According to a study by the University of Texas, men seemed to prefer curvier women. They also seemed to choose women based on their body, rather than their face! This fact was reinforced by a recent poll carried out by the British weekly magazine Grazia. The poll showed that men preferred curvier women, and they choose women based on body type.
If Men Liked Curvier Women, Why Is It That Almost Every Woman Followed The ‘Thin Is In’ Agenda?
The most common body shape in women was apple or pear. In fact, the average body size of 90% of American women ranged from a normal Size-12 to a Size-14 or more. These body shapes and sizes, however, were not in favor with the media. Waif-thin models were the norm and most women worked out day and night to reach the waifish body shape that was predominant on every TV and print advertisement.

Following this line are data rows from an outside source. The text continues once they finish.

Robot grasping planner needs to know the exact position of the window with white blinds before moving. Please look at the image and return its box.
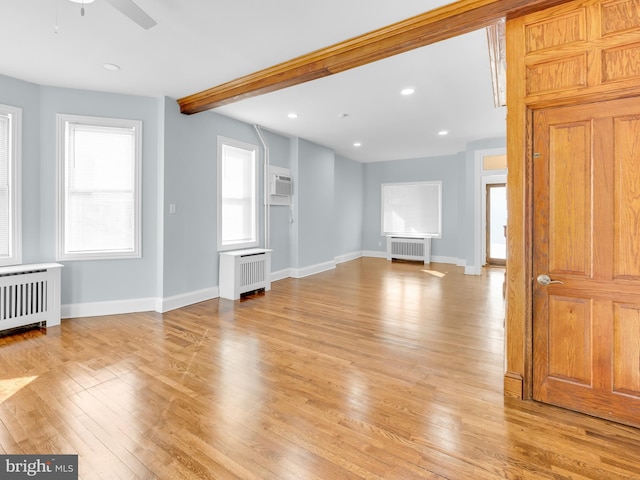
[381,182,442,238]
[58,115,142,260]
[0,105,22,266]
[218,137,258,251]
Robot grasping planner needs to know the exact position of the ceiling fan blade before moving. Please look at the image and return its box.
[107,0,157,30]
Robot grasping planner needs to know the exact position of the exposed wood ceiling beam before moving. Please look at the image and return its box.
[178,0,568,114]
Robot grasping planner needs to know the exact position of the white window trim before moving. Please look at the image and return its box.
[380,180,442,238]
[56,113,142,261]
[0,104,22,266]
[216,135,260,252]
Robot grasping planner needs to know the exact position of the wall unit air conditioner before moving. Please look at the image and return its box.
[269,173,293,197]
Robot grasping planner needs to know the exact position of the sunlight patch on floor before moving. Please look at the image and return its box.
[422,270,449,278]
[0,375,38,403]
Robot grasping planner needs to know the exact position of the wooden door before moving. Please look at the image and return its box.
[533,98,640,426]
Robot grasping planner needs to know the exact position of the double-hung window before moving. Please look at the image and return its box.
[218,137,258,251]
[57,114,142,260]
[381,182,442,238]
[0,105,22,266]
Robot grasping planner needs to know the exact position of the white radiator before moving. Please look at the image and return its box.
[387,236,431,263]
[219,248,271,300]
[0,263,62,330]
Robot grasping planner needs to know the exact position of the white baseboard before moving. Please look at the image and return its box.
[464,265,482,275]
[291,260,336,278]
[271,268,291,282]
[155,287,220,313]
[336,251,362,263]
[431,255,460,266]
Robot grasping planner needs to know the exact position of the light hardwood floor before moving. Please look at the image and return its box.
[0,258,640,480]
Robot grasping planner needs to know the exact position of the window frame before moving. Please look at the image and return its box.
[56,113,143,261]
[380,180,442,238]
[0,104,22,267]
[216,135,260,252]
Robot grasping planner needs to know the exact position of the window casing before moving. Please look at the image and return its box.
[217,137,258,251]
[381,182,442,238]
[0,105,22,266]
[57,114,142,260]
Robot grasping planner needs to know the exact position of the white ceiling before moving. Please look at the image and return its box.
[0,0,506,162]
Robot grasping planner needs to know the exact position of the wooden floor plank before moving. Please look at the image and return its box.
[0,258,640,480]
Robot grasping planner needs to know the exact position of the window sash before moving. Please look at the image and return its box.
[0,105,22,266]
[58,115,142,260]
[218,137,258,251]
[381,182,442,238]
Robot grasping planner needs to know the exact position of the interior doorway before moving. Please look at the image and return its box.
[485,183,507,266]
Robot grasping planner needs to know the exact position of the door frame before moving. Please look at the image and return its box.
[464,147,509,275]
[482,183,507,266]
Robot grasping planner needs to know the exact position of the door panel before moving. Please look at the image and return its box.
[614,115,640,280]
[533,95,640,426]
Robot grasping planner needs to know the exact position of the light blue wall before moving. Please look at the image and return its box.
[362,154,464,261]
[261,129,297,272]
[0,75,43,263]
[294,139,336,268]
[0,70,505,312]
[333,155,364,258]
[38,87,160,304]
[163,98,289,298]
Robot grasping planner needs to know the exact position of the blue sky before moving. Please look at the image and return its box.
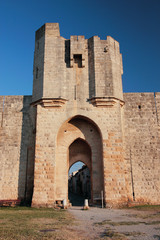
[0,0,160,95]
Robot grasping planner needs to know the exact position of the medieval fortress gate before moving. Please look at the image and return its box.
[0,23,160,206]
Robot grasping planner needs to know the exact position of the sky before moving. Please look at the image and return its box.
[0,0,160,95]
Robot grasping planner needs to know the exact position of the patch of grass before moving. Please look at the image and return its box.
[123,232,145,237]
[0,207,81,240]
[95,220,145,226]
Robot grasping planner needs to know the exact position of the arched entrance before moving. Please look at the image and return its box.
[55,116,104,205]
[68,138,92,206]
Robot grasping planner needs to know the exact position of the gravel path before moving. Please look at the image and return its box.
[69,207,160,240]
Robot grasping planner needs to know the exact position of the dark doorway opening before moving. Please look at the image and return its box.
[68,161,91,206]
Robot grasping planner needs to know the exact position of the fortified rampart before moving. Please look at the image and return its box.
[0,23,160,206]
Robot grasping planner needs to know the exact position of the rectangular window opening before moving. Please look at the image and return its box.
[73,54,82,68]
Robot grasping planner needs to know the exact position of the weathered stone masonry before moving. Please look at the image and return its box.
[0,23,160,206]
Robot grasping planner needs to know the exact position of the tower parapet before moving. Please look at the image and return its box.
[33,23,123,106]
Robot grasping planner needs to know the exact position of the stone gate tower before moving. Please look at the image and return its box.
[32,23,128,205]
[0,23,160,206]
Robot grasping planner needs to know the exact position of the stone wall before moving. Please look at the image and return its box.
[0,96,35,204]
[124,93,160,204]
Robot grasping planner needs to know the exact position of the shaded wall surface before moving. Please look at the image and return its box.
[0,96,35,202]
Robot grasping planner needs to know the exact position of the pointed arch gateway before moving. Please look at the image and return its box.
[55,115,104,205]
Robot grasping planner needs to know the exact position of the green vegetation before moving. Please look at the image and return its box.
[0,207,79,240]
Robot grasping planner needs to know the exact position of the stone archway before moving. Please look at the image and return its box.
[55,116,104,202]
[68,138,93,206]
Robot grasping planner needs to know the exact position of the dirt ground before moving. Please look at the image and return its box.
[68,207,160,240]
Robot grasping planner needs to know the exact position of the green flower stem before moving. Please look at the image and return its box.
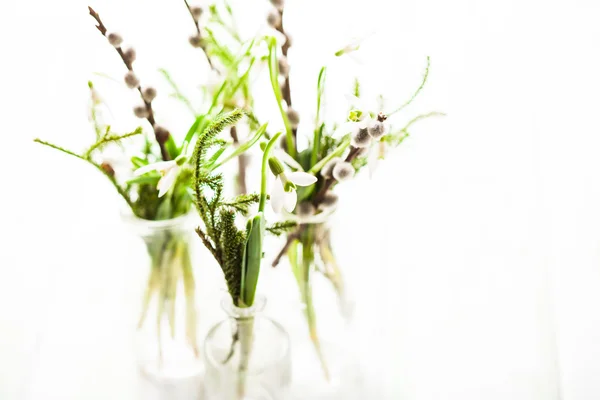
[258,132,282,212]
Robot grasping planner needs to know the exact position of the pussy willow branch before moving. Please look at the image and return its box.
[88,6,171,161]
[183,0,218,72]
[275,7,297,142]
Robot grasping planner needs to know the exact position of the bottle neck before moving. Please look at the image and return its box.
[221,295,267,321]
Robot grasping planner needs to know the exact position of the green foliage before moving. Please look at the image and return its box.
[266,221,298,236]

Image consultant Donna Cameron from Body Map also stated a simple truth. According to her, women lived in an era where women wanted to be skinny. Men preferred women to be curvier, but it was women who were much more critical of themselves and other women.
Professor Marika Tiggerman, prominent anthropologist, pointed out another fact. According to her, when food was scarce, people valued a plumper body. Conversely, when food was plentiful, people started to value a thinner frame. As we live in a time of conspicuous consumption, leaner bodies could have gained popularity for this reason.
Other than that, popular supermodels like Twiggy and Kate Moss had natural waifish body types, and they hit the peak of their popularity in the early 90’s. In fact, these supermodels went on to achieve mind-boggling fame and wealth due to their body types. This fact was attractive to women who wanted to achieve the same wealth and popularity.
Another factor that did come into play was general idealization and obsession. People read significant but unconscious meaning into body size and shape. For example, people who are fat were stereotyped as being lazy and lacking in self-control. Conversely, people who were thin and in-shape were associated with more self-control and discipline.
This is a fundamental reality that occurs in real life.
So Now Curvaceous Is In?
Although these above-mentioned facts do seem to back up the current zeitgeist of ‘thin is in,’ there does seem to be hope on the horizon for women who are plus-sized. The pressure to fit in, and reach size zero could change over the next few years. Most model agencies and magazines have bowed to the general public and they have started featuring plus-sized models in their ads and magazine covers. In fact, recently Sport Illustrated featured Ashley Graham in all her Size-16 glory, as one of the main center spreads of the iconic magazine.